Blue badge scheme to include hidden disabilities
18th June 2019 Ian Streets

The government has announced that people who have a hidden disability are now able to apply for a blue badge parking permit.

The new guidance issued by the Department for Transport (DfT) says that people with conditions such as autism, dementia or anxiety could be eligible for a badge, which allows holders to park in designated spaces in car parks.

The changes are to be introduced from Friday 30 August but local authorities will still have the final say on who does and does not qualify for a badge.

About 2.35 million blue badges have been issued in the UK, but the DfT said it does not know how many more people will qualify under the new rules.

Transport Secretary Chris Grayling told the media: “We’ve had a blue badge scheme in this country for a long time but what we’ve never done is make disabled parking spaces and facilities around the blue badge scheme available to people with hidden disabilities.

“If you’re the parent of a child on the autistic spectrum you face big challenges and we need to make sure you and your family have the support we provide to those with physical disabilities.”

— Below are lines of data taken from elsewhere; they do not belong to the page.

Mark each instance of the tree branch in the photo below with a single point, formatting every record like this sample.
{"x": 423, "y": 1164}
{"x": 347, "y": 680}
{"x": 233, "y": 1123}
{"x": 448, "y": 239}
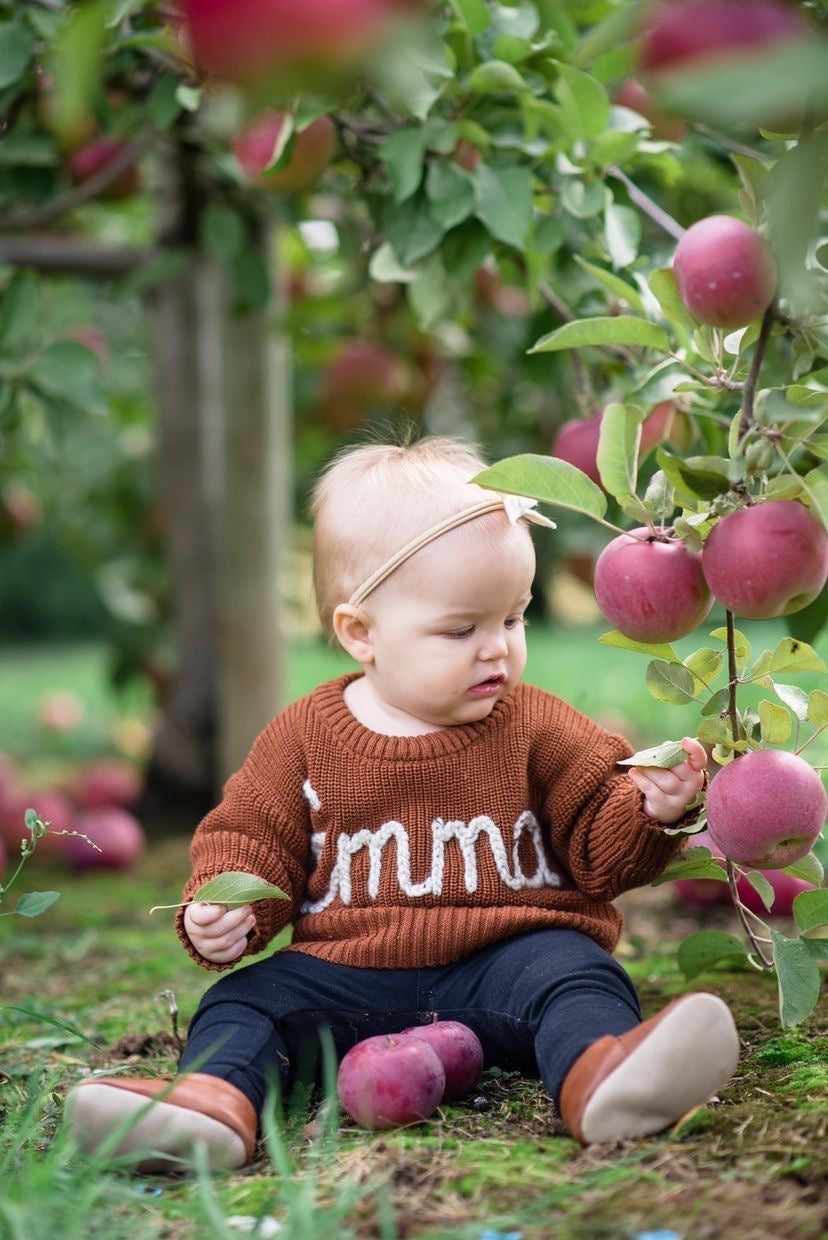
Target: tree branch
{"x": 651, "y": 208}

Ceri Smith of Scope said: “This change could make a real difference for many disabled people with invisible impairments and conditions who have been shut out of the blue badge scheme to date.

“But in order for it to work, it’s vital that councils issue blue badges to people who are newly eligible to apply.

“More also needs to be done to ensure that there are enough allocated blue badge spaces near shops and amenities to meet increasing demand.”

The DfT also announced it is launching a review into blue badge fraud, after the Local Government Association (LGA) estimated that theft of the permits went up by 45 per cent last year – a six-fold increase since 2013 – while at least 40 per cent of local authorities in England did not have a policy on prosecutions.

The LGA said: “Despite limited resources, councils are trying to crack down on dishonest motorists by prosecuting offenders and seizing blue badges suspected of being used illegally, so it is good that the government has listened to our concerns and has committed to a review which will support councils in tackling fraudulent use.

“People can help councils win the fight against blue badge fraud, by tipping us off about people they suspect are illegally using a badge, bearing in mind this new eligibility and that people’s need for a badge might not be obvious.”